Метелица мела по-прежнему, но снег теперь был почему-то сухой, колючий, холодный.

Тимофей молчал. Гуськов говорил такие слова, каких никогда не говорил прежде. Так рассуждали только те, кто был настроен против коллективизации. Да, не все в жизни получалось гладко, а всякая борьба обязательно требовала жертв. Разве это не справедливо? И разве без этого обойдешься? Надо же понимать! Зачем тогда Гуськов говорит такое!

- Никифор, бывают ошибки...

Гуськов его не слушал.

- Дядя Антон перед всем миром просил снять с него позор - не зачислять в "твердозаданцы". Готов был все подчистую передать в общество. Хотел со всеми наравне войти в колхоз. Отказали. Поздно ты, говорят, хватился от хозяйства своего отрекаться... Я вчера к Анталову. Он только руками развел: мол, не по существу я к нему обратился. Просверлил своим светлым взглядом: "Выходит, сейчас у тебя дядя кандидат в кулаки? Ну, что же, пиши рапорт". В пол уставился глазами, и больше ни слова.

Тяжелая обида звучала в голосе Гуськова. Лицо у него стало злым и усталым. Он тихонько брел впереди Тимофея.

Так они вышли к Сретенским воротам, переждали, пока пробежит мимо трамвайный вагон, и свернули по бульвару к Трубной площади.
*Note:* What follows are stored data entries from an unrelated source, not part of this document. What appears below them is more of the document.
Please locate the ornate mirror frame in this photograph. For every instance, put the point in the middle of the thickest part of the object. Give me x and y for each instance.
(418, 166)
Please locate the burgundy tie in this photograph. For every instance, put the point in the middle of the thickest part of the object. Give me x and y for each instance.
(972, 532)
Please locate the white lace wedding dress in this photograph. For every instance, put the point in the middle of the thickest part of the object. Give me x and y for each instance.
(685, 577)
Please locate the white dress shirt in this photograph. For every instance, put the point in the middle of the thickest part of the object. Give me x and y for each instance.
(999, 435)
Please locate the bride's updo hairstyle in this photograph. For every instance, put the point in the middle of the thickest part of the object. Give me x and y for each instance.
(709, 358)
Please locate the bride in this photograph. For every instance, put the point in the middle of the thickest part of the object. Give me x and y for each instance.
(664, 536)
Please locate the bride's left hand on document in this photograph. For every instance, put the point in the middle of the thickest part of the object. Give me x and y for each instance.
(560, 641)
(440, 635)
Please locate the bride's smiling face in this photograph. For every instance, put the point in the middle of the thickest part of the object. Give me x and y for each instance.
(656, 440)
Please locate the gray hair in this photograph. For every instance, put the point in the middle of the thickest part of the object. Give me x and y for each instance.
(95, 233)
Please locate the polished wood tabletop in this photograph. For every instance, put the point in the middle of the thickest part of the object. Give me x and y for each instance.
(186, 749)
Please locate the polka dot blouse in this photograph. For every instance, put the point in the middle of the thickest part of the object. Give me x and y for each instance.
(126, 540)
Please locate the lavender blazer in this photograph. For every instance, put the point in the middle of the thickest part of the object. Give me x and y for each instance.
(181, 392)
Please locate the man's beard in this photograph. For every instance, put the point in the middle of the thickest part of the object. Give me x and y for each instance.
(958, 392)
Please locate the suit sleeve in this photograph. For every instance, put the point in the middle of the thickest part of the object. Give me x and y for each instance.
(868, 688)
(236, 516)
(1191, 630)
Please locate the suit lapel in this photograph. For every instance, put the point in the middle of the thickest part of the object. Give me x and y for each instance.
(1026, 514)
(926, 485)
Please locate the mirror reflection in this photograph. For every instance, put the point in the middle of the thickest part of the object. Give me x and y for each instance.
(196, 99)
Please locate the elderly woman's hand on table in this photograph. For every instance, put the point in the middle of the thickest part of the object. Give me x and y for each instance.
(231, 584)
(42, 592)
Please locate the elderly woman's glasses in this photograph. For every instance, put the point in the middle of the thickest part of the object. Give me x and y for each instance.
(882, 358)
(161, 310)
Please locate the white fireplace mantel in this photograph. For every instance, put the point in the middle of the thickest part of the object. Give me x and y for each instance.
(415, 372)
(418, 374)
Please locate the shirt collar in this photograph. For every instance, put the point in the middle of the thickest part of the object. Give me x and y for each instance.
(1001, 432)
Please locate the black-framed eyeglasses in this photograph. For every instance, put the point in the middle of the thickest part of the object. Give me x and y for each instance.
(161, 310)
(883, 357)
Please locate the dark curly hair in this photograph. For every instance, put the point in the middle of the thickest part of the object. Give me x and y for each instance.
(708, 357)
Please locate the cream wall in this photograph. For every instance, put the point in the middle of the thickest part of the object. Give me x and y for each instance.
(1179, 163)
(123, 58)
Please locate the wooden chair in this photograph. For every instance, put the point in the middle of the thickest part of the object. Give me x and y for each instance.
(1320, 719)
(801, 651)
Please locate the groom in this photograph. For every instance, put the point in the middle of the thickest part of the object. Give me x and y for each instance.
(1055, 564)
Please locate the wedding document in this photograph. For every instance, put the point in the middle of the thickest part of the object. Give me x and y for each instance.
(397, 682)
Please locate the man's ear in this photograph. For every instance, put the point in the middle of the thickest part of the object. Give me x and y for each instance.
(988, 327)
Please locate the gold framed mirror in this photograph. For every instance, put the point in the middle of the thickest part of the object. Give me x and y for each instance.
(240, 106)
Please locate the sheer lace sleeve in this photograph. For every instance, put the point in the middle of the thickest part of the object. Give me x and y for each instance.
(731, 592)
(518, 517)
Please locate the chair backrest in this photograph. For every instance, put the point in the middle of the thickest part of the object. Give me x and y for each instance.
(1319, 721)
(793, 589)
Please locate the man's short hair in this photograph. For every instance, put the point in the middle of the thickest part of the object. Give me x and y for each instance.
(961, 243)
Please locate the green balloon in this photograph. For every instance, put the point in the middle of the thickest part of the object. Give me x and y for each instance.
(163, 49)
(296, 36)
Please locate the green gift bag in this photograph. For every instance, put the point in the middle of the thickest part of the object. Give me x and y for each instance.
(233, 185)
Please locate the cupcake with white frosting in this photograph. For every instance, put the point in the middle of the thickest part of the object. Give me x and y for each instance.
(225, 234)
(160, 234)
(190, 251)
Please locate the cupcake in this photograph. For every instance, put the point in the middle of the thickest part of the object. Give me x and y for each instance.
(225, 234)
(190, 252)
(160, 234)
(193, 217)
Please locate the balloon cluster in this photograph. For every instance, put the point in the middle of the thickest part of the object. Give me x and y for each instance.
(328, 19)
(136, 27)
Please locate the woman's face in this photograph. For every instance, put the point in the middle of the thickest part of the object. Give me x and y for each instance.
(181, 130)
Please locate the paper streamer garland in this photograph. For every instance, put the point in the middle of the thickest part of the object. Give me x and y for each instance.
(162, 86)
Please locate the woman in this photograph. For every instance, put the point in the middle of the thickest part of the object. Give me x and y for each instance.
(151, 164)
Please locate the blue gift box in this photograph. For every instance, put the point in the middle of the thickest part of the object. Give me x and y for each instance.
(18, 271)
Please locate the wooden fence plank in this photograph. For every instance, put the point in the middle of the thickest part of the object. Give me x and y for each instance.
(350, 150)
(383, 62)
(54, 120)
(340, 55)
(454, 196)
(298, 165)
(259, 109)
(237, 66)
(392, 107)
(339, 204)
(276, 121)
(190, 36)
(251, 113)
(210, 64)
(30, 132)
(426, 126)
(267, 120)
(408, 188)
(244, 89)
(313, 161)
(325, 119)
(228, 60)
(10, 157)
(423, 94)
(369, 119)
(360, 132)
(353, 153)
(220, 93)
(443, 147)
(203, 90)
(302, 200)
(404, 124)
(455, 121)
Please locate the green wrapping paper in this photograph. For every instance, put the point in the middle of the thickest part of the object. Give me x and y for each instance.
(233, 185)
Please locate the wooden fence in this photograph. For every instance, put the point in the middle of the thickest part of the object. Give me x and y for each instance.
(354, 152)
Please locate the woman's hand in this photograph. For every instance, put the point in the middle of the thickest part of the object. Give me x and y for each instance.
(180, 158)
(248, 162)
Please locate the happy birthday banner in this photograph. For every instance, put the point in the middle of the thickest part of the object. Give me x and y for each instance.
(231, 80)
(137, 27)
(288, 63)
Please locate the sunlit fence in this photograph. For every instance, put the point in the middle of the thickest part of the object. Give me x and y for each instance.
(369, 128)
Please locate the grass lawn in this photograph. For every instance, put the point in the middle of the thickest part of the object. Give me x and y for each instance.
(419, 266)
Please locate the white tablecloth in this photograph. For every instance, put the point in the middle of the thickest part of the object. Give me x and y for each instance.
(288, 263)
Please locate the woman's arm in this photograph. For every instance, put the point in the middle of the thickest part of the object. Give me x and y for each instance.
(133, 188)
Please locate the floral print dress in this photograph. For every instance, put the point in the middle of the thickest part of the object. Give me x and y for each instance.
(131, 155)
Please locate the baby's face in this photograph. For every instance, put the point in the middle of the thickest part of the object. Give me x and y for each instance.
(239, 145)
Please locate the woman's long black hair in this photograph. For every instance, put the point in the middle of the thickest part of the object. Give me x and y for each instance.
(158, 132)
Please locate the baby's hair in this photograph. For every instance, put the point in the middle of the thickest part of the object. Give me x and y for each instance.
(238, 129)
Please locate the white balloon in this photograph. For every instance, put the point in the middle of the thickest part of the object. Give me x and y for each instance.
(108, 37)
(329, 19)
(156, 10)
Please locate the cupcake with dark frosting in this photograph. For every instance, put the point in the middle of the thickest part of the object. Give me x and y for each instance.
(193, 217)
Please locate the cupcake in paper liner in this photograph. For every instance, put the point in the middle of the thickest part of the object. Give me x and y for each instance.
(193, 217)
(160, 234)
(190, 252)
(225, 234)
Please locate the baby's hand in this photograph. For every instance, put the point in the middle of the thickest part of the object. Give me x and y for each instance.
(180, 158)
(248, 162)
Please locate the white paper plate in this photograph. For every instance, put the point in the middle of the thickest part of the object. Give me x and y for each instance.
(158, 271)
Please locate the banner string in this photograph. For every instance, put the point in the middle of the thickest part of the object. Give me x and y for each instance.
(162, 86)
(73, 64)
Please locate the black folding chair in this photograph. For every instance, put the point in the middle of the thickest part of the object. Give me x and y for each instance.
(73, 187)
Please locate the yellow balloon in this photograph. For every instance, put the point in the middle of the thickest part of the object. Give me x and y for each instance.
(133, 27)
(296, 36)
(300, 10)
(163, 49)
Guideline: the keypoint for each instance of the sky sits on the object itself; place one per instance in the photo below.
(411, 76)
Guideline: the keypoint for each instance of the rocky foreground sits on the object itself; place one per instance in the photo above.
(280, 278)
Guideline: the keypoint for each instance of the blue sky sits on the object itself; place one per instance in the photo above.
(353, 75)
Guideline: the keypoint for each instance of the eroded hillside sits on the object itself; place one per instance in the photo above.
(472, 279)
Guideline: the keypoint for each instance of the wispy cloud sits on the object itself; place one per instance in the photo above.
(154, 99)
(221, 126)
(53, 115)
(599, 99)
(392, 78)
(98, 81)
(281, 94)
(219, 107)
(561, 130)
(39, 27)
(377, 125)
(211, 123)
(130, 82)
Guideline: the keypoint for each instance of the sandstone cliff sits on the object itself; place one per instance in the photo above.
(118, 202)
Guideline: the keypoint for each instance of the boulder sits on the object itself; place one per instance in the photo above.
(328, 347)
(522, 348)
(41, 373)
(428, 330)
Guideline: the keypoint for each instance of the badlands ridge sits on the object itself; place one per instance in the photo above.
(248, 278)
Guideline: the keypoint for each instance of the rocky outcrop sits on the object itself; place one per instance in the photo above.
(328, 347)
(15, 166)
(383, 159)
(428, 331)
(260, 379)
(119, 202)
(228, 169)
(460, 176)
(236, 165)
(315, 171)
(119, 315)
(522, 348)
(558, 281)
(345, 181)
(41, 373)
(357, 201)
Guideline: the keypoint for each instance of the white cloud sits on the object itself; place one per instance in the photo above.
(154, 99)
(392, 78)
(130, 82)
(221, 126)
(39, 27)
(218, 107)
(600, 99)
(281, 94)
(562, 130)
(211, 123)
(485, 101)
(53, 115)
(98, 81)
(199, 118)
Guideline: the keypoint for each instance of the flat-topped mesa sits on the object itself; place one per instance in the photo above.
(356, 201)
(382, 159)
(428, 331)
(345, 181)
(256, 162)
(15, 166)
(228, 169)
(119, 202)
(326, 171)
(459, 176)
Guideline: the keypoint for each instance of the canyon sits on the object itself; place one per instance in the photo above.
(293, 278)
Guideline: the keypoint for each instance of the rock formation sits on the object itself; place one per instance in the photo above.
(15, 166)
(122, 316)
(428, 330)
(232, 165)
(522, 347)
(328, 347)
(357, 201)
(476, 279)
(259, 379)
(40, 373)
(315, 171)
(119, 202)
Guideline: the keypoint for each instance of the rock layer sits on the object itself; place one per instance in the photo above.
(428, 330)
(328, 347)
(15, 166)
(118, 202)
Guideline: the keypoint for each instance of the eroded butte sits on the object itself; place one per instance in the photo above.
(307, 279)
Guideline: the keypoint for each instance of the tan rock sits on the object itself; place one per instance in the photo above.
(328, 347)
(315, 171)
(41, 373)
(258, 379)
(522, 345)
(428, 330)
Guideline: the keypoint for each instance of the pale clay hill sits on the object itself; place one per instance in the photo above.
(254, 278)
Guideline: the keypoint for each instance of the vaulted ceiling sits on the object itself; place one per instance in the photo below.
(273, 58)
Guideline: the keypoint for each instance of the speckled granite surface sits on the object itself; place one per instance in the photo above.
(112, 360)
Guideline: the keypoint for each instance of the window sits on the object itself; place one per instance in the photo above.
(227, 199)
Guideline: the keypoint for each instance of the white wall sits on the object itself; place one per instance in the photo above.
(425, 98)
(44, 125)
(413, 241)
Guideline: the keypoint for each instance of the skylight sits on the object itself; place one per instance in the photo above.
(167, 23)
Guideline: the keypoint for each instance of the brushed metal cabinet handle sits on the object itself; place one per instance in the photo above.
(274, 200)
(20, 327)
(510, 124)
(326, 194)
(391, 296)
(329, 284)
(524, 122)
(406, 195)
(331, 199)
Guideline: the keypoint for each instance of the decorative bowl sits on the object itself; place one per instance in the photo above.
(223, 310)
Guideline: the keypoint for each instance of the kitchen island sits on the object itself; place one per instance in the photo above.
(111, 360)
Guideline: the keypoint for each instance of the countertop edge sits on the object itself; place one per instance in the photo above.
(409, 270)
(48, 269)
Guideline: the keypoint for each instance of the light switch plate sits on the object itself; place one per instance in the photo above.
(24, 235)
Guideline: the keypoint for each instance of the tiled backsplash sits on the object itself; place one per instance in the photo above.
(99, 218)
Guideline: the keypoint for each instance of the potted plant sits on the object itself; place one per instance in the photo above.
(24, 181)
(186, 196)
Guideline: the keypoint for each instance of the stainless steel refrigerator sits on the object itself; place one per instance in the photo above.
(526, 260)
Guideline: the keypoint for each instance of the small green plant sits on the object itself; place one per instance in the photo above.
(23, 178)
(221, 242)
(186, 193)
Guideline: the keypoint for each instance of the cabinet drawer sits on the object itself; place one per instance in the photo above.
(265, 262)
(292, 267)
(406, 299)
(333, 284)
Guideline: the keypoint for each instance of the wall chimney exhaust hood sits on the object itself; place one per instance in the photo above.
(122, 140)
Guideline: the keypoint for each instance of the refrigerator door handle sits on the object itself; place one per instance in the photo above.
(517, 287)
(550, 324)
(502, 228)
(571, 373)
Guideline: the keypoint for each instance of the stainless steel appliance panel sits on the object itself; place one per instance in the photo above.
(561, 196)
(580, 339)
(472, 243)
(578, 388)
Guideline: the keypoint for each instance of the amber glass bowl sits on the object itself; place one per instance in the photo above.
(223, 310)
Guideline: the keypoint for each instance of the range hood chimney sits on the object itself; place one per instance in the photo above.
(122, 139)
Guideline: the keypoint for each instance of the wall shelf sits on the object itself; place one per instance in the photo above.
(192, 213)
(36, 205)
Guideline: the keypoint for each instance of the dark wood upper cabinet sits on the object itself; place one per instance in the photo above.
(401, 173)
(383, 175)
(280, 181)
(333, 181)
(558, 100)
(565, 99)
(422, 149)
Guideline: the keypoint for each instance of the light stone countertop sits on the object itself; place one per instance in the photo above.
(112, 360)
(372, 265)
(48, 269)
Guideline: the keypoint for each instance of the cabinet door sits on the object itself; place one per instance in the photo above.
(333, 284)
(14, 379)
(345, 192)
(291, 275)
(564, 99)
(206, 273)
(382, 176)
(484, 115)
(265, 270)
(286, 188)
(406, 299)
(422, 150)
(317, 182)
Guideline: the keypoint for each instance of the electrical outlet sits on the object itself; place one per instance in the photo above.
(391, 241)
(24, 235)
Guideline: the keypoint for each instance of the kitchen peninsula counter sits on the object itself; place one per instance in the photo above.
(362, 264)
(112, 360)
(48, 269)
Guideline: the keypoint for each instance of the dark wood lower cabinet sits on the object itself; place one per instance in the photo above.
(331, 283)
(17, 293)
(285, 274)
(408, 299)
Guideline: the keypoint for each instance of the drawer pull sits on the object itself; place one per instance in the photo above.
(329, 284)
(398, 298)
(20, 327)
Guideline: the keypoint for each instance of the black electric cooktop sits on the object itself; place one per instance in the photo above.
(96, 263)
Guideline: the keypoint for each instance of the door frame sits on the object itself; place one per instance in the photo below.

Снег лепил большими хлопьями. Оглянись вокруг - ничего не видно, все бело от бесконечного мельканья беззвучно снующих в воздухе белых звездочек. Только рядом - протяни руку, достанешь - можно заметить, как ели тяжело склонили к земле ветви, нагруженные, казалось бы, легким, пушистым снегом. А тропинку, по которой ты идешь, видно всего только на три шага вперед дальше опять веселая пляска снежинок, белая круговерть.

Тимофей вновь вспомнил кирейскую тайгу. Вот так же, случалось, заставала внезапная метель вдалеке от дома, пряталось сразу небо, исчезали все лесные приметы, и хорошо, если под ногами оказывалась тропа. Не то целый день будешь кружить между деревьями, вновь и вновь выходя на свои же припорошенные снегом следы.

Гуськов потерял свою обычную подобранность. На учебном плацу старшина Петрик крикнул бы ему: "Эй, курсантик, ногу не тянуть!" Тимофей тоже шагал задумавшись.

Вся страна жила интересами села, началом величайшей перестройки деревни - коллективизацией. Годы голодовок, тощих пайков, годы страшных нехваток - осточертели. Рабочие облегченно и с надеждой переговаривались: "Обобщат свое хозяйство мужики, мы им машин, тракторов подкинем. Гуляй по широким полям без межей! Станет деревня на твердые ноги. И мы тогда будем с хлебушком". - "Одним словом, накрепко смычка города с деревней". Добрые вести приходили с мест. И вот - этот тревожный рассказ...

А Гуськов вышагивал молча, "тянул ногу", словно к ней был привязан камень. Мысли Тимофея постепенно перекинулись к селу Худоеланскому, в котором жила Людмила.